From: Terry Bowman <terry.bowman@amd.com>
To: <dave@stgolabs.net>, <jic23@kernel.org>, <dave.jiang@intel.com>,
<alison.schofield@intel.com>, <djbw@kernel.org>,
<bhelgaas@google.com>, <shiju.jose@huawei.com>,
<ming.li@zohomail.com>, <Smita.KoralahalliChannabasappa@amd.com>,
<rrichter@amd.com>, <dan.carpenter@linaro.org>,
<PradeepVineshReddy.Kodamati@amd.com>, <lukas@wunner.de>,
<Benjamin.Cheatham@amd.com>,
<sathyanarayanan.kuppuswamy@linux.intel.com>,
<vishal.l.verma@intel.com>, <alucerop@amd.com>,
<ira.weiny@intel.com>, <corbet@lwn.net>, <rafael@kernel.org>,
<xueshuai@linux.alibaba.com>, <linux-cxl@vger.kernel.org>
Cc: <linux-kernel@vger.kernel.org>, <linux-pci@vger.kernel.org>,
<linux-acpi@vger.kernel.org>, <linux-doc@vger.kernel.org>,
<terry.bowman@amd.com>
Subject: [PATCH v17 01/11] PCI/AER: Introduce AER-CXL Kfifo
Date: Tue, 5 May 2026 12:30:19 -0500 [thread overview]

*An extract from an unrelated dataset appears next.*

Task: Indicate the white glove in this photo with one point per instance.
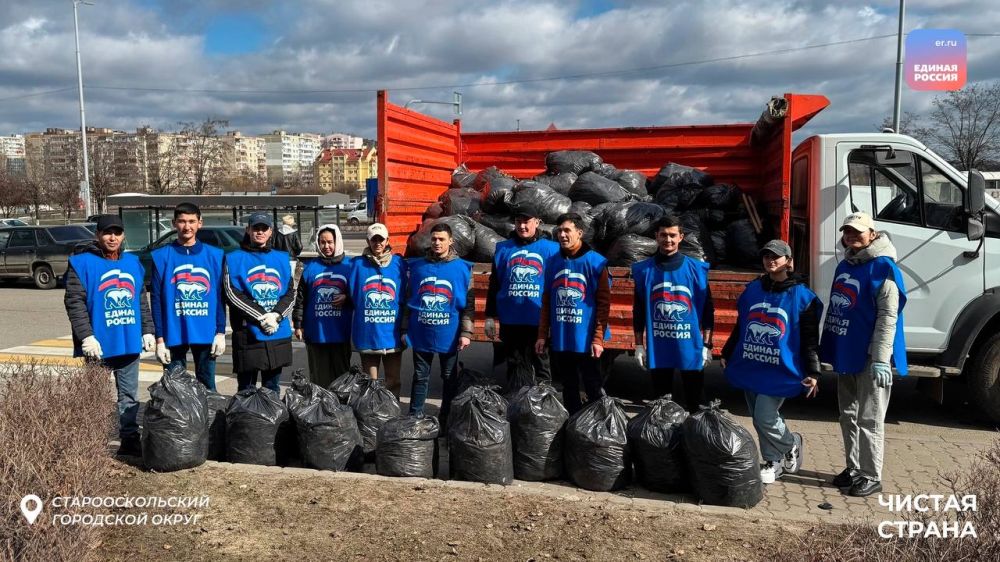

Message-ID: <20260505173029.2718246-2-terry.bowman@amd.com> (raw)
In-Reply-To: <20260505173029.2718246-1-terry.bowman@amd.com>
CXL virtual hierarchy (VH) native RAS handling for CXL Port devices will be
added soon. This requires a notification mechanism for the AER driver to
share the AER interrupt with the CXL driver. The CXL drivers use the
notification to handle and log the CXL RAS errors.
Note, 'CXL protocol error' terminology refers to CXL VH and not CXL RCH
errors unless specifically noted going forward.
Introduce a new file in the AER driver to handle the CXL protocol
errors: pci/pcie/aer_cxl_vh.c.
Add a kfifo work queue to be used by the AER and CXL drivers. Multiple
AER IRQ worker threads can be running and enqueueing concurrently, so
include write path synchronization. Pack the kfifo, the spinlock, the
rwsem, and the work pointer into a single structure. Initialize the
kfifo with INIT_KFIFO() from a subsys_initcall so its mask, esize and
data fields are valid before any producer or consumer runs.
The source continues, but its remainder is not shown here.